Bosch racked him hard against the door again.
“Where does Dockweiler live?”
“I don’t know! Get the fuck off me!”
Sisto shoved Bosch off with such force that he was nearly driven into the opposite wall. He hit a counter with his hip and an empty glass coffeepot fell off its hot plate and shattered on the floor.
Drawn by the harsh voices and crashing glass, Valdez and Trevino came charging through the door. It swung right into Sisto, hitting him from behind and knocking him out of the way.
“What the hell’s going on?” Valdez demanded.
One hand holding the back of his head, Sisto pointed a finger at Bosch with the other.
“He’s crazy! Keep him the fuck away from me.”
Bosch pointed right back at him.
“You should’ve gone with her. But you gave her a bullshit line and she went up there on her own.”
“What about you, old man? It wasn’t my case. It was yours. You shoulda been there, not me.”
Bosch turned away from him and looked at Valdez.
“Dockweiler,” he said. “Where does he live?”
“Up in Santa Clarita, I think,” Valdez said. “At least he did when he worked for me. Why? What’s going on here?”
He put a hand on Bosch’s shoulder to keep Bosch from moving toward Sisto. Bosch shrugged it off and pointed at Dockweiler’s desk like it was incontrovertible evidence of something only he could see.
“It’s him,” Bosch said. “Dockweiler’s the Screen Cutter. And he’s got Bella.”
29
They took two cars and headed code 3 up the 5 freeway. Valdez and Bosch were in the lead car with Valdez behind the wheel. The police chief had wisely separated Bosch from Sisto, who drove the second car with Trevino riding shotgun and probably miffed that the tensions between Bosch and Sisto had resulted in his being separated from the chief.

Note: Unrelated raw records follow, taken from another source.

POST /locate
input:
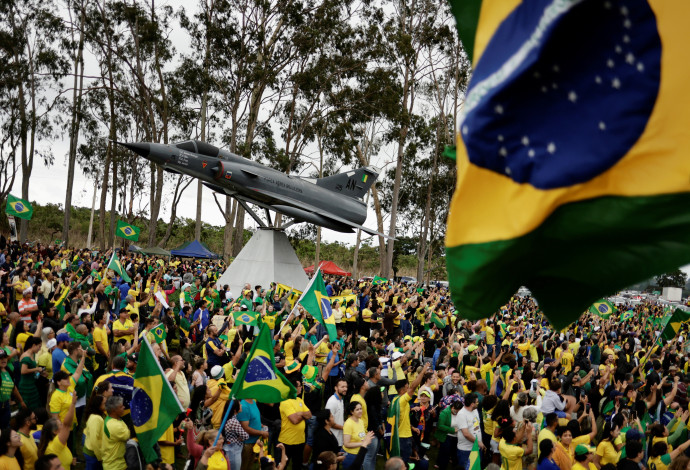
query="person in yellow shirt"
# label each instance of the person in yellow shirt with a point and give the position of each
(510, 446)
(401, 411)
(115, 435)
(607, 450)
(123, 327)
(55, 436)
(293, 416)
(24, 419)
(10, 443)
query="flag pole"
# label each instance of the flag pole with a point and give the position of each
(298, 301)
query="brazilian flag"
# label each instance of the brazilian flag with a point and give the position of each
(602, 308)
(116, 266)
(674, 323)
(437, 321)
(159, 333)
(19, 207)
(154, 404)
(626, 316)
(258, 378)
(315, 301)
(572, 170)
(127, 231)
(246, 317)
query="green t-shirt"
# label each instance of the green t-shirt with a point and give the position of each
(6, 387)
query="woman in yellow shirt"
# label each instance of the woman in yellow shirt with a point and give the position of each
(54, 437)
(93, 430)
(10, 457)
(607, 450)
(354, 433)
(510, 448)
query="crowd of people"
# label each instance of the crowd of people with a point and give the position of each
(407, 382)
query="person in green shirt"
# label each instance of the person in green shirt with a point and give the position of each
(7, 390)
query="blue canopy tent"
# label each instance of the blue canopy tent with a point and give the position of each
(194, 249)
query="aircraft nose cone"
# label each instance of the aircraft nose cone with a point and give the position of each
(139, 148)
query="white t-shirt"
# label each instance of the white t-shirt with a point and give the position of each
(337, 409)
(469, 420)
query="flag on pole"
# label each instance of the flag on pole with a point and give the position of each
(629, 315)
(537, 203)
(393, 418)
(246, 317)
(19, 207)
(159, 333)
(378, 281)
(603, 308)
(116, 266)
(127, 231)
(673, 325)
(154, 404)
(315, 301)
(475, 459)
(259, 378)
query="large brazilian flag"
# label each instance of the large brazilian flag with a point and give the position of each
(154, 404)
(571, 151)
(258, 378)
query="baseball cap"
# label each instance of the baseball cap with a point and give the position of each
(63, 337)
(216, 372)
(581, 450)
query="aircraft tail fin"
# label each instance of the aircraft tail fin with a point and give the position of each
(355, 183)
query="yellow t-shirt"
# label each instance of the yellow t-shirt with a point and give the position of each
(113, 447)
(29, 452)
(9, 463)
(60, 402)
(356, 431)
(118, 326)
(359, 399)
(46, 360)
(93, 435)
(567, 360)
(607, 453)
(404, 428)
(292, 434)
(62, 451)
(168, 452)
(490, 336)
(100, 335)
(511, 455)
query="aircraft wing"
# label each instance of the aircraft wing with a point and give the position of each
(320, 212)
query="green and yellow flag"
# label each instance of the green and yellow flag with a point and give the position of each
(159, 333)
(315, 301)
(154, 404)
(259, 378)
(673, 324)
(561, 143)
(116, 266)
(127, 231)
(246, 318)
(19, 207)
(602, 308)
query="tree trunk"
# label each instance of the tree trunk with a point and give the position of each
(74, 126)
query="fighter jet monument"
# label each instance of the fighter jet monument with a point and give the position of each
(334, 202)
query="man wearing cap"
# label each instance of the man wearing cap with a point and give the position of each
(58, 354)
(220, 393)
(7, 390)
(124, 328)
(27, 306)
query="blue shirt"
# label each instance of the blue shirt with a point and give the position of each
(58, 358)
(204, 318)
(250, 412)
(334, 371)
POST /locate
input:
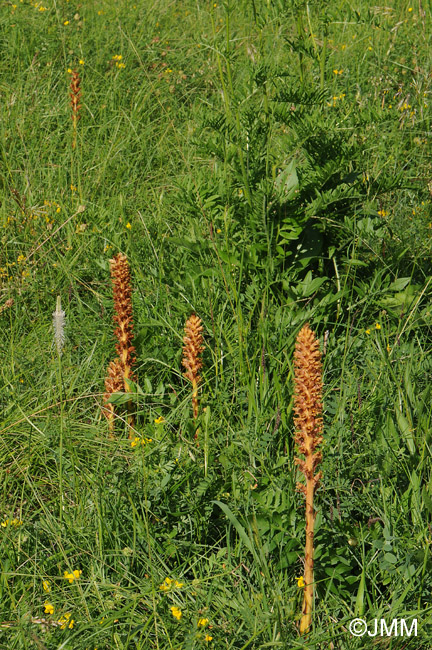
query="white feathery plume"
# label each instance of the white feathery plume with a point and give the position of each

Valdez was on the phone barking an order to someone in the communications center.
“I don’t care,” he said. “Call whoever you have to call. Just get me the goddamn address. I don’t care if you need to send cars to their houses to get a response.”
He disconnected and cursed. So far the com center had not been able to make contact with the director of Public Works or the city manager to get access to city payroll records and Dockweiler’s address. They had checked DMV records before leaving the station and found that Dockweiler had somehow managed himself or benefited from a bureaucratic glitch to keep a law enforcement officer block on his address nearly five years after leaving the police department.
So they were heading to the Santa Clarita Valley based solely on Valdez’s memory that Dockweiler lived somewhere up there five years ago.
“We might get up there and have no place to go,” Valdez said.
He banged the steering wheel with an open palm and changed the subject.
“What was that all about back there with Sisto, Harry?” he asked. “I’ve never seen you act like that.”
“I’m sorry, Chief,” Bosch said. “I lost it. If I could have thrown myself against the door, I would have. But I took it out on Sisto.”
“Took what out?”
“I should’ve been with Bella today. My case, I should’ve been there. Instead, I told her to take Sisto and I should’ve known she’d go alone if he wasn’t around.”
“Look, we don’t even know if this Dockweiler thing is legit. So hold off on beating yourself up. I need you focused here.”